Architecture

Overview

licit is a standalone CLI tool that analyzes AI-assisted development projects to assess their regulatory compliance. It operates locally (filesystem-first), without requiring external services or databases.

licit (CLI)
├── config/          Pydantic v2 schema + YAML loader
├── core/            Domain models + detection + evidence
├── logging/         structlog configuration
├── provenance/      Code traceability (Phase 2 — COMPLETED)
├── changelog/       Agent config change tracking (Phase 3)
├── frameworks/      Regulatory evaluators (Phases 4-5)
│   ├── eu_ai_act/   EU AI Act
│   └── owasp_agentic/  OWASP Agentic Top 10
├── connectors/      Optional integrations (Phase 7)
└── reports/         Report generation (Phase 6)

Technology Stack

Component	Technology	Rationale
CLI	Click 8.1+	Command composition, types, auto-generated help
Config validation	Pydantic v2	Strict validation, YAML/JSON serialization
Domain models	dataclasses	Lightweight, no dependencies, native typing
Enums	StrEnum (Python 3.12)	Direct string serialization, compatible with ruff UP042
Logging	structlog	Structured logging, composable processors
Config	PyYAML	De facto standard for YAML config
Templates	Jinja2	Markdown/HTML report generation
Crypto	cryptography	HMAC-SHA256 for provenance signatures

Design Principles

Filesystem-first: All data is stored in .licit/ within the project.

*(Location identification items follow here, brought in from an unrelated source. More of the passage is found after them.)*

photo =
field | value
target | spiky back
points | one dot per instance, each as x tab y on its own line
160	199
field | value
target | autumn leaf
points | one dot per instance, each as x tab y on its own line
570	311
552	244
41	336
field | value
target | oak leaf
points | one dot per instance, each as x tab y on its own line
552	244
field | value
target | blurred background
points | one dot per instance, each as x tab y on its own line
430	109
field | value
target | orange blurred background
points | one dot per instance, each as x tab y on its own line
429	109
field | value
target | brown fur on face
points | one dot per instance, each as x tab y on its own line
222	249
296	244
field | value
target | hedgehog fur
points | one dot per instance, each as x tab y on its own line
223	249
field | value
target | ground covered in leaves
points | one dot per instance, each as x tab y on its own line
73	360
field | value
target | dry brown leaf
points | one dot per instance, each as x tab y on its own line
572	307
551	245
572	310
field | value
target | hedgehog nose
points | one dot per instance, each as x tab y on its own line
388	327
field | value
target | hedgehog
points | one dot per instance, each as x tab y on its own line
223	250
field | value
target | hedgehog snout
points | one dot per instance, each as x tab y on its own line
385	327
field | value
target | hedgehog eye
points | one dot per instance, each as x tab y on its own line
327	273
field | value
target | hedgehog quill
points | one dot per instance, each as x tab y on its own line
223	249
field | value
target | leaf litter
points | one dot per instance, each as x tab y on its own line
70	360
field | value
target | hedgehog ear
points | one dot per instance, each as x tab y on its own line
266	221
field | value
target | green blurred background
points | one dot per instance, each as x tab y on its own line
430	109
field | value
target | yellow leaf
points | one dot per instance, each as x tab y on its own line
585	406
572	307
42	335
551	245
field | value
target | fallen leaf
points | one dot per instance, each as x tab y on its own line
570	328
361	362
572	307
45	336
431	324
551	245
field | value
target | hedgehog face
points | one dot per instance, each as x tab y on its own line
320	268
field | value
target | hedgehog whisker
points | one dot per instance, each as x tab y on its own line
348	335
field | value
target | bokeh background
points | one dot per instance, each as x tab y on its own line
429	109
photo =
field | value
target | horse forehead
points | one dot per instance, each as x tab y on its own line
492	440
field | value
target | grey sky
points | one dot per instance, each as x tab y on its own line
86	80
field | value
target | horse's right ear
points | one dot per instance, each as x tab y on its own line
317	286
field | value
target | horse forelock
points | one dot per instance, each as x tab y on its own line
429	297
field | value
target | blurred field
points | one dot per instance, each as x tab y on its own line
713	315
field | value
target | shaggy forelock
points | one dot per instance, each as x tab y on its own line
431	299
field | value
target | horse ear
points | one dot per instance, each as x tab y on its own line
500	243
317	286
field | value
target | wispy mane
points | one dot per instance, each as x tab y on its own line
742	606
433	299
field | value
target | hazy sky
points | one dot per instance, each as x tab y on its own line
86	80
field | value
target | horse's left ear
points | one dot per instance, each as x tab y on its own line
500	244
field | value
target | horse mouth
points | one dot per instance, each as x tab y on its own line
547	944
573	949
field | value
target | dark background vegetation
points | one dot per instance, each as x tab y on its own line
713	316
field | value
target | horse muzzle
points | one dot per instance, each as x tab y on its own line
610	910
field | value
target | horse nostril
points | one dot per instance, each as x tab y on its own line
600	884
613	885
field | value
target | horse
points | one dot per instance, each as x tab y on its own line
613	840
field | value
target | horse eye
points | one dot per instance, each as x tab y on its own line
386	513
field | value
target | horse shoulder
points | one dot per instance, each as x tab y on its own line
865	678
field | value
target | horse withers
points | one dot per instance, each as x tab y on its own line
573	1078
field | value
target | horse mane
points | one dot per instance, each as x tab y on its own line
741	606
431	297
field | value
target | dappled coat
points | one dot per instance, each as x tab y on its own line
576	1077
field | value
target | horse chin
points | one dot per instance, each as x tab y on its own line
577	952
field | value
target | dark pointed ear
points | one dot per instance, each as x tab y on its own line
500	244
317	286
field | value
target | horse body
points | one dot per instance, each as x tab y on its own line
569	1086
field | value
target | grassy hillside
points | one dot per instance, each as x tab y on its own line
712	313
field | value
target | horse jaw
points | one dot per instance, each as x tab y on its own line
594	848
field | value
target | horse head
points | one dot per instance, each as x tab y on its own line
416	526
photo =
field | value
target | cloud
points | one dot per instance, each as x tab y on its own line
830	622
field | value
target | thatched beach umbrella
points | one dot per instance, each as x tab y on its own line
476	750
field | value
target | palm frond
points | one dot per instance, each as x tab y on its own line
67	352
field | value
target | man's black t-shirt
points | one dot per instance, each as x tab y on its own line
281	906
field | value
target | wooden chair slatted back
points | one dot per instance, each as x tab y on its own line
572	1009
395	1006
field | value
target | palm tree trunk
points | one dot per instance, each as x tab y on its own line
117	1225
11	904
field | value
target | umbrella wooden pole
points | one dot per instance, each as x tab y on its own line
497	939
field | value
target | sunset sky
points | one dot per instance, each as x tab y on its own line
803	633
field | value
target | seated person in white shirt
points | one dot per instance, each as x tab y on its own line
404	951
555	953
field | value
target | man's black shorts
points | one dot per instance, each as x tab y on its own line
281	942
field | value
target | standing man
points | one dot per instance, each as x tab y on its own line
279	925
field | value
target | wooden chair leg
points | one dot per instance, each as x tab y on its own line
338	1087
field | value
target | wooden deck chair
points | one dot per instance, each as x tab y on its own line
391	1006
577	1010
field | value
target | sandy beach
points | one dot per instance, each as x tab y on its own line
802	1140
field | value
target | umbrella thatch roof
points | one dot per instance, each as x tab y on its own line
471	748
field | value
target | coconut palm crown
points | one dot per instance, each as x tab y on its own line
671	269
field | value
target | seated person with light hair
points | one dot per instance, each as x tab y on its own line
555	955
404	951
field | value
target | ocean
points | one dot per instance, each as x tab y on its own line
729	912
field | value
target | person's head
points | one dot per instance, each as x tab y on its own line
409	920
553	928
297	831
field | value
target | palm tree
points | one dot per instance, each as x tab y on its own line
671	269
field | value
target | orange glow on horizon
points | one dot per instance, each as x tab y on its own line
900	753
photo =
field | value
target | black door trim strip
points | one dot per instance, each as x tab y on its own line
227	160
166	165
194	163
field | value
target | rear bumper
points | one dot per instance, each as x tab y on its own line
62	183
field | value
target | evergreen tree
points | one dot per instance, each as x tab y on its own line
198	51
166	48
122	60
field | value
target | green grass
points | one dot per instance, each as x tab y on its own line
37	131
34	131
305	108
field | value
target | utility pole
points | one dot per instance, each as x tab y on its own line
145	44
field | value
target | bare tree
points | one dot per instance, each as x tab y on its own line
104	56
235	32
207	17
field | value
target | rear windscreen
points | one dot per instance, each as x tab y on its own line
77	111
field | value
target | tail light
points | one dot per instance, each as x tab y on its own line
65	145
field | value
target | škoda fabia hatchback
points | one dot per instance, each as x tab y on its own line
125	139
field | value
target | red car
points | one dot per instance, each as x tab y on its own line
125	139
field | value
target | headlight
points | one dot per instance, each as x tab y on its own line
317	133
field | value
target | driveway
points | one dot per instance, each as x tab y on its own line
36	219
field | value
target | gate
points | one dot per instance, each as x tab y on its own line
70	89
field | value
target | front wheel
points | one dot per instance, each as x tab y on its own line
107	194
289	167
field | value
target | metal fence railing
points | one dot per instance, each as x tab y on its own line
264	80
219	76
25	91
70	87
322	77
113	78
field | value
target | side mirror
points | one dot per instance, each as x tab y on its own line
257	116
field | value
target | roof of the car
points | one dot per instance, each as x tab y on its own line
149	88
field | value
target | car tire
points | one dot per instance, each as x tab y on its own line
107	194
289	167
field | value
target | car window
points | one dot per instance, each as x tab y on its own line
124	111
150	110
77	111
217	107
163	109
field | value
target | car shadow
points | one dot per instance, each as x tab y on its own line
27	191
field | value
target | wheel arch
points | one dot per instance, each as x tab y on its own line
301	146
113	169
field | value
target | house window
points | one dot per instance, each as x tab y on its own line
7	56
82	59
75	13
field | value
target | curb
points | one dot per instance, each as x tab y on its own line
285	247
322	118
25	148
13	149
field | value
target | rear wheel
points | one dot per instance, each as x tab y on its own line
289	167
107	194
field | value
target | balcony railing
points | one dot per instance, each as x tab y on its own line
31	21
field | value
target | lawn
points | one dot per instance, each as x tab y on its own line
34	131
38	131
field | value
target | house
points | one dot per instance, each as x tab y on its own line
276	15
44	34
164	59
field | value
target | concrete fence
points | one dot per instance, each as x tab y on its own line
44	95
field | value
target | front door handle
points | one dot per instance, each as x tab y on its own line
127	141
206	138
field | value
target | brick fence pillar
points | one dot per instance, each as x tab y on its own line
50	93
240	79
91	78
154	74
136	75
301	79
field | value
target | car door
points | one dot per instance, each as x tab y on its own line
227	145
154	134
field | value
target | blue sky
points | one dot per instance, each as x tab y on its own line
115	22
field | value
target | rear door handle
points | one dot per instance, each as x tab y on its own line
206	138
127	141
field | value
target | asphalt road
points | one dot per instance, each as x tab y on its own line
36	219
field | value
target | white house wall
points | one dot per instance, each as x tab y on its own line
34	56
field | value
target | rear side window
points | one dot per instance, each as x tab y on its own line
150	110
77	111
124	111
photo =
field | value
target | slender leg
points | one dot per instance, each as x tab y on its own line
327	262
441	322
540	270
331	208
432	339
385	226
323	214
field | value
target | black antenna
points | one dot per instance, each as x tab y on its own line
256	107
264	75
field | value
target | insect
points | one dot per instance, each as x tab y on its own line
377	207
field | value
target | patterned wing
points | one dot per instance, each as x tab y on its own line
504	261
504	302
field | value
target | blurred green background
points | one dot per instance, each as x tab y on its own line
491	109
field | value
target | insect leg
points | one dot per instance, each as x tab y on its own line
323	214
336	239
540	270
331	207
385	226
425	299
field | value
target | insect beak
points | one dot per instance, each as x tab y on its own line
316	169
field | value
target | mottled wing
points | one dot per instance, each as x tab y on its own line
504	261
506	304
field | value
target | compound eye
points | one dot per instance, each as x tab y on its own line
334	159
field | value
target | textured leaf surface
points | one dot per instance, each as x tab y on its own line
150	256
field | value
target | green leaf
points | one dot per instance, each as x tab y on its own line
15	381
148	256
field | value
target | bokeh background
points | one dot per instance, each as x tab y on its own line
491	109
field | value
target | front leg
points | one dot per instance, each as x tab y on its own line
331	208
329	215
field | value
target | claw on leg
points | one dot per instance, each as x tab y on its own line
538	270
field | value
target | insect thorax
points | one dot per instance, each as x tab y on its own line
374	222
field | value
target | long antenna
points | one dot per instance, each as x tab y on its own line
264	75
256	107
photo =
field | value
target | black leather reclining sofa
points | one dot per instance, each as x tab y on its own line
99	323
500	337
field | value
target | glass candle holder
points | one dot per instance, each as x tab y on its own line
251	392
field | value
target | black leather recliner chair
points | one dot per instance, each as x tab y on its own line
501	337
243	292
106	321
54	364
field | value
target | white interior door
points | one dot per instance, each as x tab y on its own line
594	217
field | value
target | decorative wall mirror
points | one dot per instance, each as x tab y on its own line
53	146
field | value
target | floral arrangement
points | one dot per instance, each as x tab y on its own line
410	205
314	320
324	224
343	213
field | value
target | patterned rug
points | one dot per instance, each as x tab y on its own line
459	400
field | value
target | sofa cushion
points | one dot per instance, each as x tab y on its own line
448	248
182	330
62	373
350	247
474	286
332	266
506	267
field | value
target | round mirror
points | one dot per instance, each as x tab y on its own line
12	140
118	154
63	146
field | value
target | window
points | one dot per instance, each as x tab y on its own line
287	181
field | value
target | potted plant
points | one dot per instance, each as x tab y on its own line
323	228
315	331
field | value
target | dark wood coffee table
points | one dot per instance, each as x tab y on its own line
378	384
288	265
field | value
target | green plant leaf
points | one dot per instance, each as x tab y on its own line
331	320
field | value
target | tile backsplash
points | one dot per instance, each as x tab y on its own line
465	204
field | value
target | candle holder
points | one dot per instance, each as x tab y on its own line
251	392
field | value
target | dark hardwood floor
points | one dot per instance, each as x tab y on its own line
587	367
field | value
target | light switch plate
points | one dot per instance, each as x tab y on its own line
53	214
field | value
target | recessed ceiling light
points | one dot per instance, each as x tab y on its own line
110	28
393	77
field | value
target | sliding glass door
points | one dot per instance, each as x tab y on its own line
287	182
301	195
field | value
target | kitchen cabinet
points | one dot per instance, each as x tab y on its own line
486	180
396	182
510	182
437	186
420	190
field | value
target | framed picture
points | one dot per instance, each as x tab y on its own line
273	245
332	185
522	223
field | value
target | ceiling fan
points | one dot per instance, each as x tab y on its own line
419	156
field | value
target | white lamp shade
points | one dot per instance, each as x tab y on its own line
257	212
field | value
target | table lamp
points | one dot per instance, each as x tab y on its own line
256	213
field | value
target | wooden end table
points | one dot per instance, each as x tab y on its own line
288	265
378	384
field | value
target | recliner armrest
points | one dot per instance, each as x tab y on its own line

No databases, APIs, or remote services.
Dataclasses for domain, Pydantic for config: Domain models (ProvenanceRecord, ControlResult, etc.) are pure dataclasses. Only configuration (LicitConfig) uses Pydantic v2.
Protocol for interfaces: Abstractions between modules use typing.Protocol, not inheritance with abstract classes.
Lazy imports: Commands for future phases use lazy imports with try/except ImportError so the CLI works without modules that are not yet implemented.
Automatic detection: ProjectDetector infers languages, frameworks, CI/CD, security tools, and AI agent configurations without manual configuration.

Data Flow

User's project
       │
       ├──────────────────────────────────────┐
       ▼                                      ▼
┌─────────────────┐                  ┌──────────────────┐
│ ProjectDetector  │                  │ProvenanceTracker  │
│                  │                  │                    │
│ Detects languages│                  │ ┌──────────────┐  │
│ frameworks, CI/CD│                  │ │ GitAnalyzer   │  │ ← git log
│ agents           │                  │ │  + Heuristics │  │
└────────┬────────┘                  │ └──────┬───────┘  │
         │ ProjectContext             │        │          │
         ▼                           │ ┌──────────────┐  │
┌─────────────────┐                  │ │SessionReaders │  │ ← ~/.claude/
│EvidenceCollector │                  │ └──────┬───────┘  │
│                  │                  │        │          │
│ .licit/, configs │                  │ ┌──────────────┐  │
│ SARIF, architect │                  │ │  Attestor    │  │ ← HMAC sign
└────────┬────────┘                  │ └──────┬───────┘  │
         │ EvidenceBundle             │        │          │
         ▼                           │ ┌──────────────┐  │
┌─────────────────┐                  │ │    Store     │  │ → provenance.jsonl
│   Evaluators    │ ← Phases 4-5    │ └──────────────┘  │
└────────┬────────┘                  └──────────┬───────┘
         │ ControlResult[]                      │
         ▼                                      ▼
┌─────────────────┐                  ┌──────────────────┐
│   Reports       │ ← Phase 6       │ Provenance Report │
└─────────────────┘                  └──────────────────┘

Implemented Modules (Phases 1-2)

config/ — Configuration

schema.py: 9 Pydantic v2 models with root class LicitConfig. All fields have sensible defaults.
loader.py: Loads configuration with 3-level resolution: explicit path -> .licit.yaml in cwd -> defaults.
defaults.py: Constants: CONFIG_FILENAME, DATA_DIR, DEFAULTS instance.

core/ — Core

models.py: 3 enums (ComplianceStatus, ChangeSeverity, ProvenanceSource) and 6 dataclasses (ProvenanceRecord, ConfigChange, ControlRequirement, ControlResult, ComplianceSummary, GapItem).
project.py: ProjectDetector with 8 detection methods. Produces a complete ProjectContext.
evidence.py: EvidenceCollector with 5 collection methods. Produces an EvidenceBundle with 18 fields.

logging/ — Logging

setup.py: Configures structlog with WriteLoggerFactory, WARNING level by default (DEBUG with --verbose).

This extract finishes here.